AWS Bedrock Batch Inference and On-Demand Inference Dynamic Switching for Document Processing Pipelines

Amazon Bedrock’s new document processing solution provides a dynamic pipeline design that achieves both cost efficiency and processing speed. This architecture implements a mechanism that automatically selects on-demand inference and batch inference based on time constraints and cost optimization requirements.

For companies with large volumes of document processing, the choice of processing method is a crucial technical decision. The new solution offers flexibility to handle both large backlogs, such as hundreds of millions of land lease documents, and new documents added daily.

(Reference: Extract Data with On-demand and Batch Pipelines Dynamically)

Architecture Details and Processing Flow

The system consists of two parallel pipelines. The on-demand pipeline on the left processes individual documents within seconds, triggered by an AWS SQS FIFO queue. The batch inference pipeline on the right processes multiple document requests asynchronously in a single Amazon Bedrock batch inference job.

In on-demand processing, the queue message contains the document ID, LLM model ID, prompt ID/version, and system prompt ID/version. When the AWS Lambda function is triggered, it retrieves the PDF document from the specified Amazon S3 bucket, converts PDF pages to PNG images, obtains related prompts from Amazon Bedrock Prompt Management to configure the message to LLM, and saves the results to an Amazon DynamoDB table.

Creating a queue message can be done using the AWS CLI:

aws sqs send-message --queue-url https://sqs.us-east-1.amazonaws.com/1111111111/ondemand-data-pipe

Both pipelines allow specifying prompt ID and version in the request, and the corresponding prompt text is retrieved from Amazon Bedrock Prompt Management.

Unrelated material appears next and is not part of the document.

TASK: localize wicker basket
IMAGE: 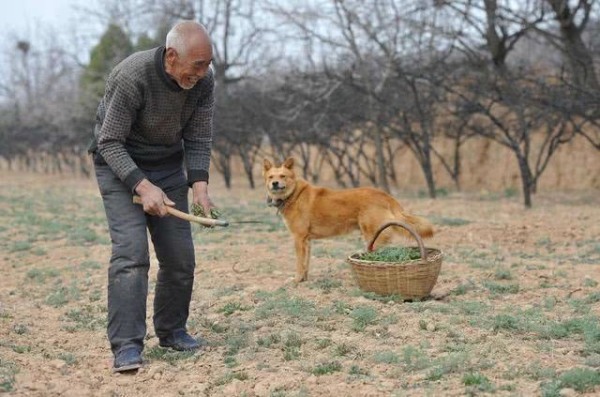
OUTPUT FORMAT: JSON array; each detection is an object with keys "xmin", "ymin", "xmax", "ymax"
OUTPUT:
[{"xmin": 347, "ymin": 221, "xmax": 442, "ymax": 299}]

(Reference: Extract Data with On-demand and Batch Pipelines Dynamically)

Integration of AI Agent Evaluation with Agent-EvalKit

In evaluating AI agents, assessing execution paths that cannot be captured by traditional output-level testing is becoming important. Agent-EvalKit is an open-source toolkit under the Apache 2.0 license that integrates with AI coding assistants like Claude Code, Kiro CLI, and Kilo Code, providing a complete evaluation workflow within the development environment.

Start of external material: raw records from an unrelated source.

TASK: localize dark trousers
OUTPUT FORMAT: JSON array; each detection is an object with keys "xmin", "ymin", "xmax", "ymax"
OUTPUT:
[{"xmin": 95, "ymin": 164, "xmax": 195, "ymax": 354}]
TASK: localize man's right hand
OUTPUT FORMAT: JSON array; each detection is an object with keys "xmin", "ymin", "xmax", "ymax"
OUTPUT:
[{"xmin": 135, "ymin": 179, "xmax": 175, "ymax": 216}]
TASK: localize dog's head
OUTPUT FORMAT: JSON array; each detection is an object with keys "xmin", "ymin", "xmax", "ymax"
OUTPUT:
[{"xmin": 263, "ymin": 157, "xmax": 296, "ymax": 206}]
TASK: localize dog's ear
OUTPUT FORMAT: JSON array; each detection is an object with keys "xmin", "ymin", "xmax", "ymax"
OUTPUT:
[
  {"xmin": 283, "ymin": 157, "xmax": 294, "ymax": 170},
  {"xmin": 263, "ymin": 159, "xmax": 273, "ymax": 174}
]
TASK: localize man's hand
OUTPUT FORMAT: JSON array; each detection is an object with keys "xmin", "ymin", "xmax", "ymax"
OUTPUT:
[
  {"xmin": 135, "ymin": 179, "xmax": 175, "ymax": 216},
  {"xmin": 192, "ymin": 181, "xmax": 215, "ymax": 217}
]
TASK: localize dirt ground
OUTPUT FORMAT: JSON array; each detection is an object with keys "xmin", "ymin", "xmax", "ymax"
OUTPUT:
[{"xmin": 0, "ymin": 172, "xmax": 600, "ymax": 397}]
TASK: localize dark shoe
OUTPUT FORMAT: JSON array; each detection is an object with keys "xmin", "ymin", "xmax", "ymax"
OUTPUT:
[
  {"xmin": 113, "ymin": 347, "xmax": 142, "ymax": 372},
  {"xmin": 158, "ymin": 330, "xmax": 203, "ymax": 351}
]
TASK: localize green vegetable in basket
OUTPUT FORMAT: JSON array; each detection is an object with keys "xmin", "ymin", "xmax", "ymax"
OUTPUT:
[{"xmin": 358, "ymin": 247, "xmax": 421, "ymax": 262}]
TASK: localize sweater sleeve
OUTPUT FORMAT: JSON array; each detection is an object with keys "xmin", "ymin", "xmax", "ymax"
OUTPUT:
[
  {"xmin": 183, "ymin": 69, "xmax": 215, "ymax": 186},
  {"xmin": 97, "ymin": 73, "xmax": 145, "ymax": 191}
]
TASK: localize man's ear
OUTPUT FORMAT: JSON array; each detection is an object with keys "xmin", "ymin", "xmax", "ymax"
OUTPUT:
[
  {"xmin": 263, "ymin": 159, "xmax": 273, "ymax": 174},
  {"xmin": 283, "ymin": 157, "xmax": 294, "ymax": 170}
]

This toolkit operates through six evaluation phases, reading the agent’s source code, generating target test cases, executing evaluations, and generating reports that include improvement recommendations with specific locations in the codebase. A travel inquiry agent built with Strands Agents SDK and Amazon Bedrock is used as an example to explain the operation of each phase.

Evaluations are driven through slash commands like /evalkit.plan and /evalkit.data, with natural language guidance to convey quality requirements to the assistant.

(Reference: Evaluate AI agents systematically with Agent-EvalKit)

Utilizing Documentation Features in API Gateway

Amazon API Gateway provides a documentation feature that allows adding and updating help content for individual API entities as part of the API development process. This feature enables saving source content and archiving different versions of documentation.

Documentation versions can be associated with API stages, and stage-specific documentation snapshots can be exported to external OpenAPI files for distribution as published documentation. When creating documentation parts for API entities using the API Gateway console, the following properties map is used:

{
"info": {
"description": "Your first API Gateway API.",
"contact": {
"name": "John Doe",
"email": "john.doe@api.com"
}
}
}

APIs can be documented using API Gateway REST API, AWS SDK, AWS CLI, or the API Gateway console, and documentation parts defined in external OpenAPI files can be imported and exported.

(Reference: Document an API using the API Gateway console)

Summary

  • Amazon Bedrock’s dynamic pipeline design enables processing documents with time constraints using on-demand inference within seconds and cost-oriented large volumes of documents efficiently using batch inference.
  • Combining Agent-EvalKit with Claude Code or Kiro CLI allows for complete execution path evaluation, including tool calls and intermediate states, within the development environment, providing specific code-level improvement suggestions.
  • Combining API Gateway’s documentation feature with Prompt Management enables creating detailed API documentation for each entity in the document processing pipeline, with version-controlled prompts and operational capabilities.